Si l’on s’en remet aux sondages, ces machines à juger instantanément, le Président Hollande n’aurait pas vraiment convaincu les Français lors de son intervention télévisée de jeudi dernier. Malgré une certaine hauteur de vues sur les questions internationales, une réaffirmation de son rôle de seul maître à bord et une prise de distance imagée (« J’ai le cuir solide ») à l’égard des études d’opinion, il aurait laissé sur leur faim près de deux tiers des téléspectateurs. Il va bientôt falloir prendre le mot faim au pied de la lettre puisqu’on nous annonce une baisse historique du pouvoir d’achat.
Et c’est justement sur les sujets économiques et sociaux que le Président de la République était attendu. Pour exprimer sa détermination et sa longue préparation, il a déclaré, de façon étonnante : « J’ai une boîte à outils ». On sait bien que rien n’est laissé au hasard dans la communication politique moderne. Peu importe que les outils s’appellent banque publique d’investissement, pacte de compétitivité, emplois d’avenir ou autres contrats de génération – du gros outillage quand même – le recours à cette formule avait un objectif précis. Il s’agissait d’offrir, grâce à l’image bonhomme et familière de la caisse à outils, le visage d’un président proche des Français dans leurs préoccupations quotidiennes et leurs représentations habituelles.
Mauvais calcul. Le cliché était mal choisi. Il fallait du churchillien, à la rigueur du gaullien, et cette boîte à outils bien inopportune renvoyait aux clichés de l’artisan et du bricoleur. Dès le lendemain, les internautes et les twitterophiles se déchaînaient autour d’une petite caricature de F. Hollande en Mr Bricolage, publicité gratuite pour l’enseigne du même nom. Or dans l’esprit de nos concitoyens, le mot « bricolage » évoque, pour le meilleur, le plombier surchargé qu’on appelle en vain dans les chansons de Pierre Perret ou, pour le pire, ces travailleurs du week-end qui s’activent dans leur garage, entre un apéro-PMU et un match à la télé, à des ouvrages aussi incompréhensibles qu’inutiles tandis que leurs épouses, métaphores de Madame Merkel, s’occupent des choses essentielles.

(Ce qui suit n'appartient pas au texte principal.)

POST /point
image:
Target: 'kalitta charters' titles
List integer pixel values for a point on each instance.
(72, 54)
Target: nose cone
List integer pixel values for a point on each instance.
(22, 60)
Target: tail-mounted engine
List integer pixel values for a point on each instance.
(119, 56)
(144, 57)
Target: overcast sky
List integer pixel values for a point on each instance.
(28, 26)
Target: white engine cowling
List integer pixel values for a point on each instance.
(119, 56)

Bref, notre bon François Hollande se trouve en butte à l’énorme Meccano industriel et financier de la mondialisation et on à l’impression qu’il demande à Jean-Marc Ayrault de lui passer une clé de 12. C’est comme réformer la Politique Agricole Commune avec une binette et un sécateur ou pourchasser les djihadistes au Mali avec un lance-pierres et un pistolet à amorces. Pas sérieux. C’est au demeurant l’impression générale que donne le pouvoir exécutif : il fait de son mieux mais sa communication reste tristounette à force de modestie.
Le Président se consolera de ces avanies avec les poèmes du « Marteau sans maître », un beau recueil de René Char.